There are still huge swaths of the church that would misinterpret these types of symptoms as “demonic” when, in reality, they can mostly be explained by auditory processing problems in the brain — basically, you are hearing your own voice when you hear “other voices” and the terrible things they’re telling you about yourself? That’s actually your own voice and negativity, but because of the auditory processing problems, you interpret them as someone else’s.
Here’s more on that:
Essentially, the brains of hallucinating patients acted as though they were experiencing a “real” auditory experience. Their brains were generating the “voices or sounds” and they were “hearing” the sounds at the same time!
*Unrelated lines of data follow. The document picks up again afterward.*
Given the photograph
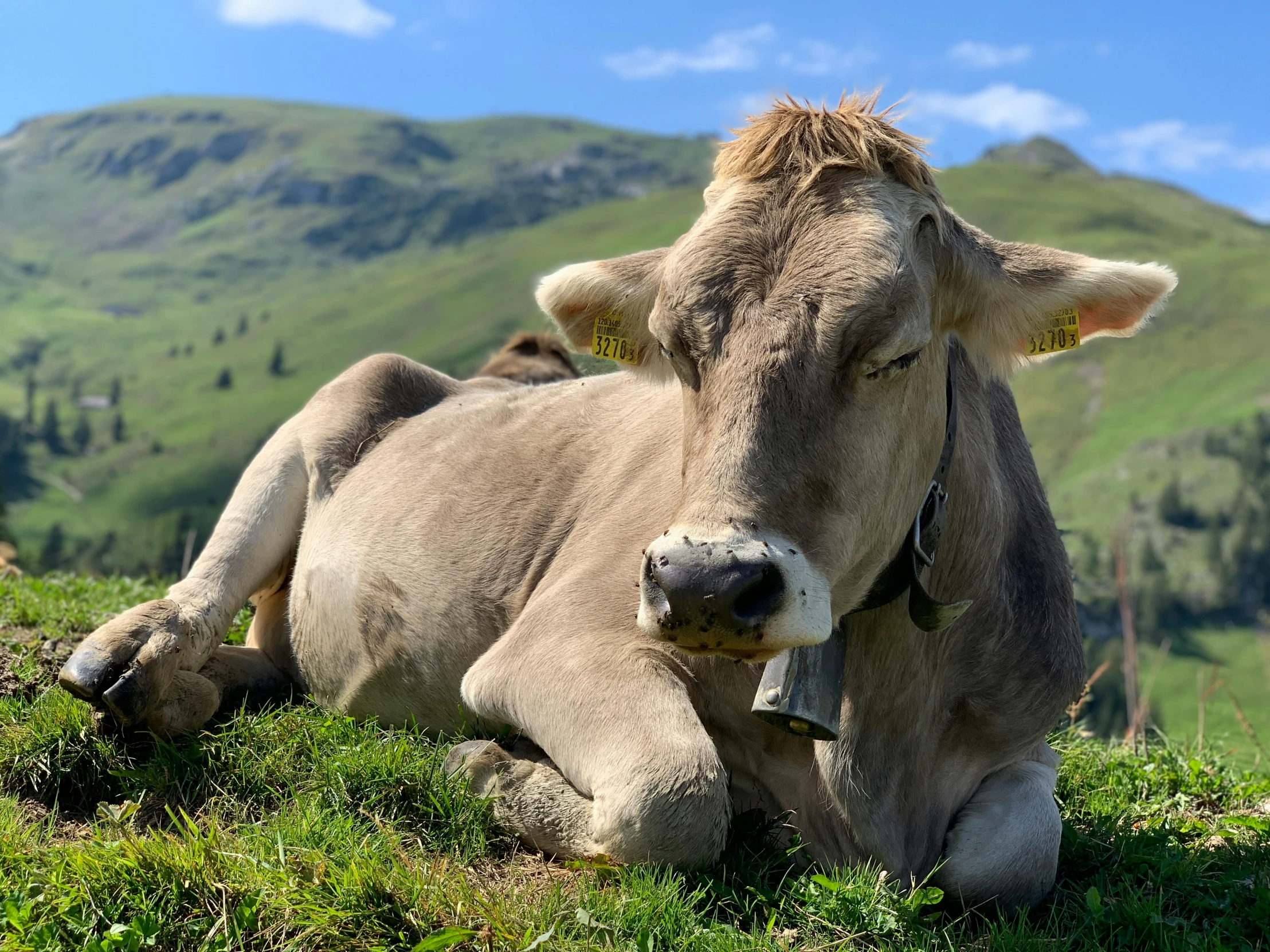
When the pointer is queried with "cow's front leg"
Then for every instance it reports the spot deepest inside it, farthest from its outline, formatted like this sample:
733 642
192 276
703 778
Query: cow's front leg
128 663
1002 845
531 797
633 773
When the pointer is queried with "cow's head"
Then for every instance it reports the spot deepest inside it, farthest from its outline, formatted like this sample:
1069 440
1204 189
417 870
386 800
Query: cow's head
807 318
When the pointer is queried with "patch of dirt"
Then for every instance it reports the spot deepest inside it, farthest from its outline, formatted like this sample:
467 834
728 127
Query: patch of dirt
9 682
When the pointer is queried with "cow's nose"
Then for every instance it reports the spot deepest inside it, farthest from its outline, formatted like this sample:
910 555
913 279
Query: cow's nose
704 593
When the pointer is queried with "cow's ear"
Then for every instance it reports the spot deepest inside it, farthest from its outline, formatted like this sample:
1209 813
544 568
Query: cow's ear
602 308
1009 301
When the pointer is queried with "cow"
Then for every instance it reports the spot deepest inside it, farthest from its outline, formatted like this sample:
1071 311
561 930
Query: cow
601 565
531 359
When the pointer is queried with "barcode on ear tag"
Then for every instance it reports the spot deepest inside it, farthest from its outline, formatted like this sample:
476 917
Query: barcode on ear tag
1062 332
610 340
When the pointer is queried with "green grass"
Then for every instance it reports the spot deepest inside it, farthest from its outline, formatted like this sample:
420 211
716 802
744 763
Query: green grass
89 242
1237 666
296 828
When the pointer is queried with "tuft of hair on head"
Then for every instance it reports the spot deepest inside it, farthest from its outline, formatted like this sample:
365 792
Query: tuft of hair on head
798 139
530 357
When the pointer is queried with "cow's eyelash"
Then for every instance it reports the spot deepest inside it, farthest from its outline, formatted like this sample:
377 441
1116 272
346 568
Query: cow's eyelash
901 363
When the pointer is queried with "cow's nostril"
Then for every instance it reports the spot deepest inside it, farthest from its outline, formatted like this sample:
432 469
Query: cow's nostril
761 598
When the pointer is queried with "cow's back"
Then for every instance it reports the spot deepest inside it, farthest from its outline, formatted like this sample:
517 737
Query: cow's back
432 544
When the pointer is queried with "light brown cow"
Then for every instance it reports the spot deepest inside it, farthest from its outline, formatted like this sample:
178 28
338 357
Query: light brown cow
527 556
531 359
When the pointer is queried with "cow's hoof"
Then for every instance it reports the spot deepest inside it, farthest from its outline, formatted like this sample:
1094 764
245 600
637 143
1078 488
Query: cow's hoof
127 663
186 706
480 762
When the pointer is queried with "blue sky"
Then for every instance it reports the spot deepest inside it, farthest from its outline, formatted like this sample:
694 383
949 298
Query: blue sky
1171 91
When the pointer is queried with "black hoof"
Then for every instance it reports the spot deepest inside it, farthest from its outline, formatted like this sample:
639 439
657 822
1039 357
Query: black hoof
89 672
131 697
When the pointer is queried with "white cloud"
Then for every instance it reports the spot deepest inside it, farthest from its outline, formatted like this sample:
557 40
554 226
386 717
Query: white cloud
731 50
356 18
818 59
986 56
1001 108
1171 144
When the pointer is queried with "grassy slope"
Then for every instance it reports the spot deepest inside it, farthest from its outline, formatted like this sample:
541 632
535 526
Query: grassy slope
91 240
1241 668
1204 361
97 240
292 828
449 306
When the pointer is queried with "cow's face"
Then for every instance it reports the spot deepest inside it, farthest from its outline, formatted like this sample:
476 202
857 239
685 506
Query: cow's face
807 321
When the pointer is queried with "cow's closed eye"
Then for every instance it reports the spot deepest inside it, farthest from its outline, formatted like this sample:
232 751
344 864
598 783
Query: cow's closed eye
901 363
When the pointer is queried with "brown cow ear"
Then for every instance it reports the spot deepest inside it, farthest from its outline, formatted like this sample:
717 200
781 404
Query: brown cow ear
602 308
1008 301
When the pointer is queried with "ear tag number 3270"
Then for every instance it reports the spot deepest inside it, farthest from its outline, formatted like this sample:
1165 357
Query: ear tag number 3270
610 340
1062 332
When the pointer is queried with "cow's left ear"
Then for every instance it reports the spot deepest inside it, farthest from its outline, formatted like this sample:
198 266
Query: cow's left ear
1004 298
602 308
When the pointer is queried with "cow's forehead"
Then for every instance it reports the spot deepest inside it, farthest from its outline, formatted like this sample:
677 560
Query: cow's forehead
844 235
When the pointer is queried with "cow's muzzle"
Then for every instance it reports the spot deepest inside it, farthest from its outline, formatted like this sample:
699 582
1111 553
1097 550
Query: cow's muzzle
738 596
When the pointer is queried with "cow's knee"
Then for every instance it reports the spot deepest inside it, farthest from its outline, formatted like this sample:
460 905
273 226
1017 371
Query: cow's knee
653 821
1002 845
630 821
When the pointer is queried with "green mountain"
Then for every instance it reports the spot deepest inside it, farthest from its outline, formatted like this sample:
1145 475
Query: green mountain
221 259
218 261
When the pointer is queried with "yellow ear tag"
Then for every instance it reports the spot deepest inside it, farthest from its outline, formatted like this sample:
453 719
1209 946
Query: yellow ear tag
1061 333
610 340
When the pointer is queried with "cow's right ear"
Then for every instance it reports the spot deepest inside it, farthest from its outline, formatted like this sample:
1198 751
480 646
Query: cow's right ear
602 308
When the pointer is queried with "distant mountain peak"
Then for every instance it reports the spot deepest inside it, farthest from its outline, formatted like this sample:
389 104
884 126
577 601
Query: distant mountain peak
1038 150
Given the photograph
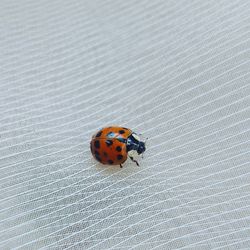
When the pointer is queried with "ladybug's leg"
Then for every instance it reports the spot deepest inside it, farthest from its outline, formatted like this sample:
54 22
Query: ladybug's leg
132 159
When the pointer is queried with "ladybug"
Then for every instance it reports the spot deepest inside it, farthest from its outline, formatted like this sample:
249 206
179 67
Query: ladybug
113 145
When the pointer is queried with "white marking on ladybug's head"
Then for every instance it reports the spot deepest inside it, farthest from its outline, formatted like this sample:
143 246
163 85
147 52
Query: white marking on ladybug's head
136 137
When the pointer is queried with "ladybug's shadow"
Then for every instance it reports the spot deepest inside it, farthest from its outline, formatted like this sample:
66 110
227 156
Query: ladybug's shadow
109 170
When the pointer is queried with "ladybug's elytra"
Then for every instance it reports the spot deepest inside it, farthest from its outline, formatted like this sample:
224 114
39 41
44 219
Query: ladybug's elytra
113 145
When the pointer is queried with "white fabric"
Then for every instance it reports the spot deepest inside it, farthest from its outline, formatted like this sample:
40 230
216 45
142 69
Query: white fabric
175 71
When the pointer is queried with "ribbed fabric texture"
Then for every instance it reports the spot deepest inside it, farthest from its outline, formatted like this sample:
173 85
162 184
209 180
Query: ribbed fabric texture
175 71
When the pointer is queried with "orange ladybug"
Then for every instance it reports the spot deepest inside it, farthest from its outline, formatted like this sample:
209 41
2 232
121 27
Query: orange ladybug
113 145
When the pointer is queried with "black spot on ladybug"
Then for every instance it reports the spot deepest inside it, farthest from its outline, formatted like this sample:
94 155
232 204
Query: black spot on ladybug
99 134
98 158
122 140
97 144
119 157
109 142
111 134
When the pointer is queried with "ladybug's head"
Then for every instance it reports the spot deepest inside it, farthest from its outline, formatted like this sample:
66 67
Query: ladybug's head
141 147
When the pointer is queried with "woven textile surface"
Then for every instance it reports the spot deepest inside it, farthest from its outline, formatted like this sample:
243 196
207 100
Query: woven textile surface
175 71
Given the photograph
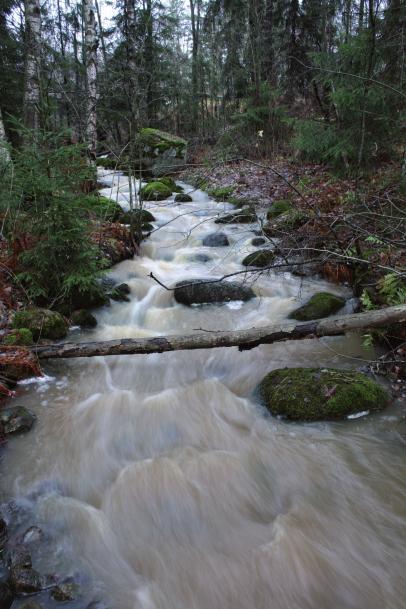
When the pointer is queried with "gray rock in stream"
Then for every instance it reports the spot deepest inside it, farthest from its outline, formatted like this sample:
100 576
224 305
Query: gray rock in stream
16 419
216 240
202 291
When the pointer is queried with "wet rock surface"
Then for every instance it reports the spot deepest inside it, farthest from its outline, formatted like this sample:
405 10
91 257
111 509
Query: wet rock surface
313 394
16 419
202 291
216 240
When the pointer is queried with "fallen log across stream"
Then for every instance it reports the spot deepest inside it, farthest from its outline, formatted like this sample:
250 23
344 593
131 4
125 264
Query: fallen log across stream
243 339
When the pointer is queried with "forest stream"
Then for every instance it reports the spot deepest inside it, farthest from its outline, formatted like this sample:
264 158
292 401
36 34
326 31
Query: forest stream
163 478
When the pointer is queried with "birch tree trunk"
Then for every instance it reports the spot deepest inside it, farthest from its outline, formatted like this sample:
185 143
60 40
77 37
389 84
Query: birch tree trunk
91 79
32 64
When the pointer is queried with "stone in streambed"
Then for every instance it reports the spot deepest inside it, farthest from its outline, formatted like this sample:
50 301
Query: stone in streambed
320 305
42 323
66 591
313 394
120 293
83 318
245 216
216 240
183 198
6 596
16 419
259 259
202 291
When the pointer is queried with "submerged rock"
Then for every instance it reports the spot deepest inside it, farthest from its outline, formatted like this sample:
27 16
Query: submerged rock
201 291
6 596
320 305
216 240
83 318
25 580
22 336
42 323
313 394
120 293
183 198
258 241
245 216
16 419
66 591
261 258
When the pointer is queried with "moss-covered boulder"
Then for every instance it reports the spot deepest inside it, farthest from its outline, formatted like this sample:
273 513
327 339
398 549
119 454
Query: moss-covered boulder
278 207
156 191
136 216
245 216
261 258
42 323
313 394
183 198
320 305
164 152
22 336
83 318
201 291
121 292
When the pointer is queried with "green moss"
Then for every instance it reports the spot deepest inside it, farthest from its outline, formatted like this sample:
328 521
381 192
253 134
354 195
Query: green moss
42 323
278 207
245 216
155 191
221 193
320 305
22 336
261 258
183 198
99 207
312 394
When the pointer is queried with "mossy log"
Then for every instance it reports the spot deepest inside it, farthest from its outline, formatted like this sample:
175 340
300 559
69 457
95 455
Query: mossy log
244 339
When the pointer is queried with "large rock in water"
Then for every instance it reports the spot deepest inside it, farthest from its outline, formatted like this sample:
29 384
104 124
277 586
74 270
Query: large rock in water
42 323
320 305
313 394
16 419
201 291
163 152
216 240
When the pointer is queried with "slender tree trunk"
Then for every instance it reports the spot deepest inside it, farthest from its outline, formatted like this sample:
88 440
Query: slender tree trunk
4 153
91 79
32 64
244 339
268 63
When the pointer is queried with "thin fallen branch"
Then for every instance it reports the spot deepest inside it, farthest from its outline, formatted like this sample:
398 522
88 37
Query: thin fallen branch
243 339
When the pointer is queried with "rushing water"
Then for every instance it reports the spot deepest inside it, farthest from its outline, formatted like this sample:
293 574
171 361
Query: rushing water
163 476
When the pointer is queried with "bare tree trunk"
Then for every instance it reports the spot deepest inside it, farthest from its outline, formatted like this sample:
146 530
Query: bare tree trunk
91 44
32 64
244 339
4 153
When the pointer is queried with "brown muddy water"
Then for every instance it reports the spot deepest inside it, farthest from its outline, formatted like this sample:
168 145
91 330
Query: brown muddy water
162 477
Somehow the patients never made the connection that they were hearing their own voice. The patients believed that the voices were coming from someone else.
…..The actual problem, for the psychology majors in the audience, which was discovered, was an anatomical error within the fiber bundle that connects speech-generating areas in the frontal lobe with auditory cortex in the temporoparietal lobe. Essentially, if you do not know with certainty that you are speaking then you will assume that the voices are talking TO you. Sadly, and sometimes tragically, due to the underlying paranoia that these patients also experience, the voices instruct the patients to do disagreeable tasks.
Imagine the heartbreak of Christians living with schizophrenia who are told that they must “rebuke the devil” to get rid of the voices, or counter this disease with Scripture, when in reality, medical treatment can bring these awful symptoms into remission.